The children now understood their mother better, though they could not clearly comprehend all that was meant by the wild beasts and innocent creatures of the human heart.


The Double Fault.

“WHY, Arthur,” exclaimed Mrs. Mason, on coming into the room where she had left her two boys playing, and finding one of them there with a bunch of flowers in his hand; “how came you to pull my flowers? Haven’t I positively forbidden you to do so?”

“I did not do it, mother. I did not do it. It was John.”

“Where is John?”

“He’s in the yard.”

“Call him in,” said Mrs. Mason.

While Arthur was at the window calling to his brother, Mr. Mason, the father, came into the room.

[70]“John has been pulling my flowers. Isn’t it too bad that a boy as big as he is should have so little consideration? They were coming out into bloom beautifully.”

Just then John entered, with a bunch of flowers also in his hand.

“John, how came you to pull my flowers?” said Mrs. Mason. “You knew it was wrong.”

“I did not think, when I pulled off a rosebud and two or three larkspurs,” replied John.

“Two or three larkspurs and a rosebud! Why, your hand is full of flowers.”

“Oh, but William Jones gave me all but the larkspurs and the rosebud. Indeed, mother, I didn’t touch any more; and I am sorry I took them; but I forgot that it was wrong when I did so.”

“But Arthur says you pulled that large bunch in his hand.”

“Arthur knows I didn’t. He knows he pulled them himself, and that I told him he’d better not do it; but he said he’d as much right to the flowers as I had.”

Mr. and Mrs. Mason both looked at Arthur in surprise and displeasure. His countenance[71] showed that he had been guilty of wrongly accusing his brother.

“Is it true that you did pull the flowers, Arthur?” asked his mother.

But Arthur was silent.

“Speak, sir!” said the father sternly. “Did you pull the flowers?”

“Yes, sir.”

“And then falsely accused your brother of the wrong you had done. That my boy should be guilty of an evil act like this! I could not have believed it. It is a wicked thing to tell a lie to hide a fault, simply; but falsely to accuse another of what we have ourselves done, is still more wicked. Can it be possible that a son of mine has fallen so low? It grieves me to the heart.”

Mr. Mason spoke as he felt. He was deeply grieved. Nothing had occurred for a long time that so hurt him. He loved honesty and truth; but how opposite to both had been the conduct of his boy!

“Go up to your chamber, and stay there until I see you or send for you,” he said; and Arthur retired in shame from the presence of his[72] parents, and the brother he had so meanly attempted to injure. Of course he felt very unhappy. How could he feel otherwise? The rebuking words of his father fell like heavy blows upon his heart, and the pain they occasioned was for a long time severely felt.

What punishment the parents thought it right to inflict upon Arthur we do not know; but, no doubt, he was punished in some way, as he deserved. And besides this, he had the still severer punishment which always follows that meanest fault of which any one can be guilty—that of accusing another and innocent person of what we have ourselves done.

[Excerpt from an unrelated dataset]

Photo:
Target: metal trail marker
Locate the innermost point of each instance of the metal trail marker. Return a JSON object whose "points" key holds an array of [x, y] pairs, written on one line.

Bad as this fault is, it is, alas! too common. But no manly, honest-minded, truthful boy will be betrayed into it. To the better impulses of our young readers who have been so wicked as to fall into this sin, either from sudden impulse or deliberate purpose, we would earnestly appeal, and beg of them to think more wisely and act more justly in the future. No cause is ever made better, but always worse, by a falsehood. Even where detection does not follow, suspicion is almost always created; for it is impossible[73] for a boy to tell a lie without betraying it in the face or voice, and causing a doubt to pass through the minds of his parents, and set them to making inquiry into the truth or falsehood of what he has stated.

Truth—the open, bold, honest truth—is always the best, always the wisest, always the safest for every one, in any and all circumstances. Let no boy deviate from it, even though he have been guilty of a fault. Better—a thousand times better—is it to own to the wrong, and keep a clear conscience.


A Story about a Dog.

“TELL us a story, father, before we go to bed,” said a little boy, who spoke for two brothers as well as for himself.

“What shall it be about?” asked Mr. Melville, their father.

“Oh, about a dog. I love to hear stories about dogs.”

“Oh yes! let it be about a dog.”

“Yes, papa, let it be about a dog,” ran through the circle of children.

“Wouldn’t you rather hear a story about the innocent lamb; the pure, snow-white lamb that sports in the green meadows?” said the father. “Dogs are evil animals.”

“Oh no, father! dogs are not evil animals.[75] You don’t call our Carlo an evil animal? He’s a good, kind, generous dog. Didn’t he save the life of Mr. Graham’s little Harry, when he fell into the river? And doesn’t he love us, and go with us everywhere? And didn’t he jump on Mr. Parker’s Nero and beat him, when he flew out at us as we were passing, and was going to bite us? I am sure Carlo is a good dog. He watches our house at night, and keeps all the robbers away.”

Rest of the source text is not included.